Assumptions & Design Choices:
  • If pandas.Series are provided for cost parameters, they are aligned to the official asset list of the portfolio (self.dist.asset_names). Assets present in the portfolio but missing from the input Series are assumed to have a cost of zero.

  • initial_weights that do not sum to 1.0 imply a starting position that includes cash (if sum < 1) or leverage (if sum > 1).

Parameters:
  • initial_weights (Union[pd.Series, npt.NDArray[np.floating]]) – A 1D array or pandas.Series of current portfolio weights. This is required if any transaction costs are to be applied.

  • market_impact_costs (Optional[Union[pd.Series, npt.NDArray[np.floating]]]) – For Mean-Variance optimization, a 1D array or pandas.Series of quadratic market impact cost coefficients. Defaults to None.

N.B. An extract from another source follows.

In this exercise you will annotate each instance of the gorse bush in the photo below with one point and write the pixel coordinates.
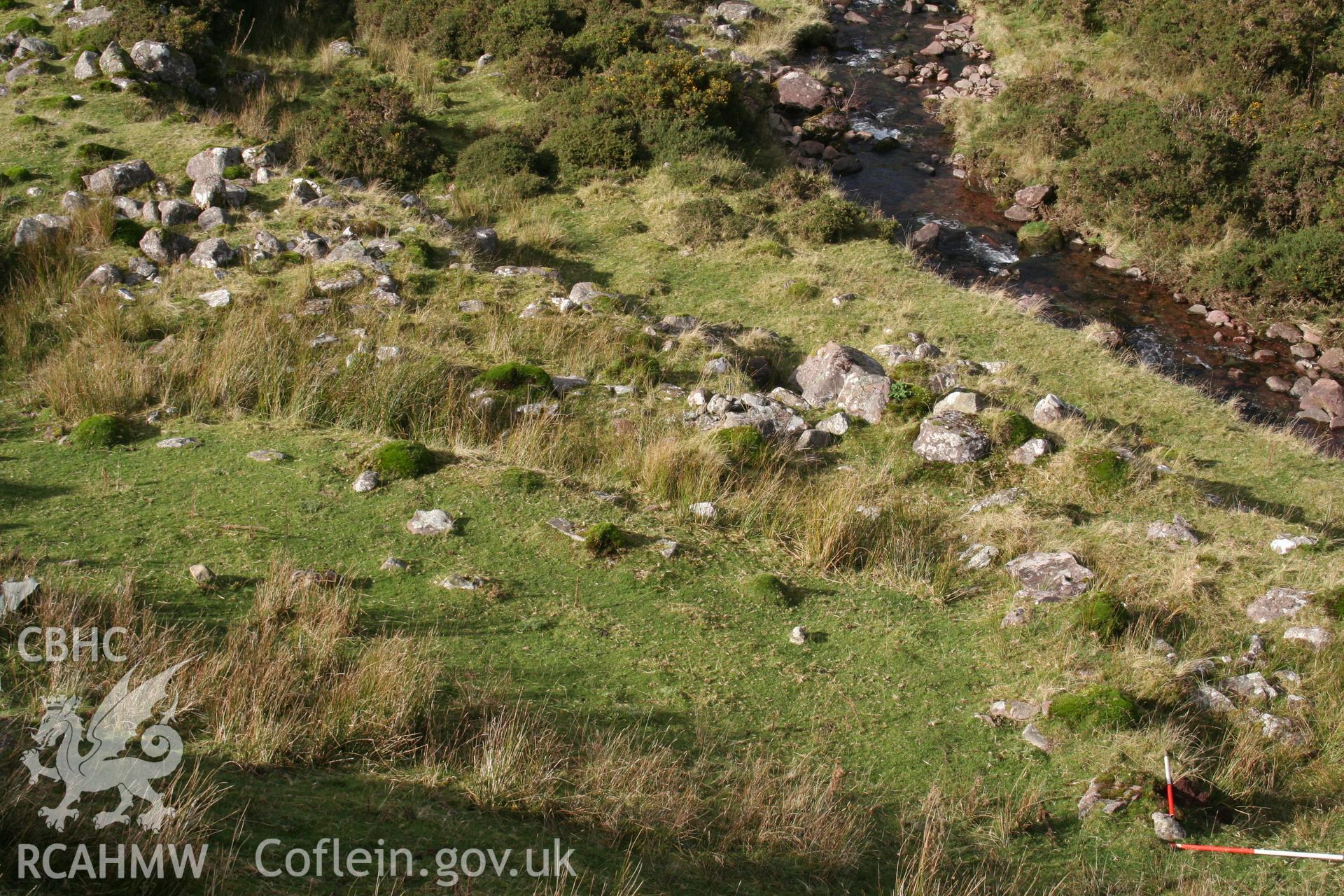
(381, 136)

  • proportional_costs (Optional[Union[pd.Series, npt.NDArray[np.floating]]]) – For Mean-CVaR and Robust optimization, a 1D array or pandas.Series of linear proportional cost coefficients. Defaults to None.

Raises:

ValueError – If the shape of any provided cost parameter array does not match the number of assets (N).

solve_robust_gamma_portfolio(gamma_mu: float, gamma_sigma_sq: float) Tuple[pandas.Series, float, float][source]

Solves for a single robust portfolio with explicit uncertainty constraints.

Parameters:
  • gamma_mu – The penalty for estimation error in the mean.

  • gamma_sigma_sq – The squared upper bound for the total portfolio risk.

Returns:

A tuple containing the portfolio weights, return, and risk.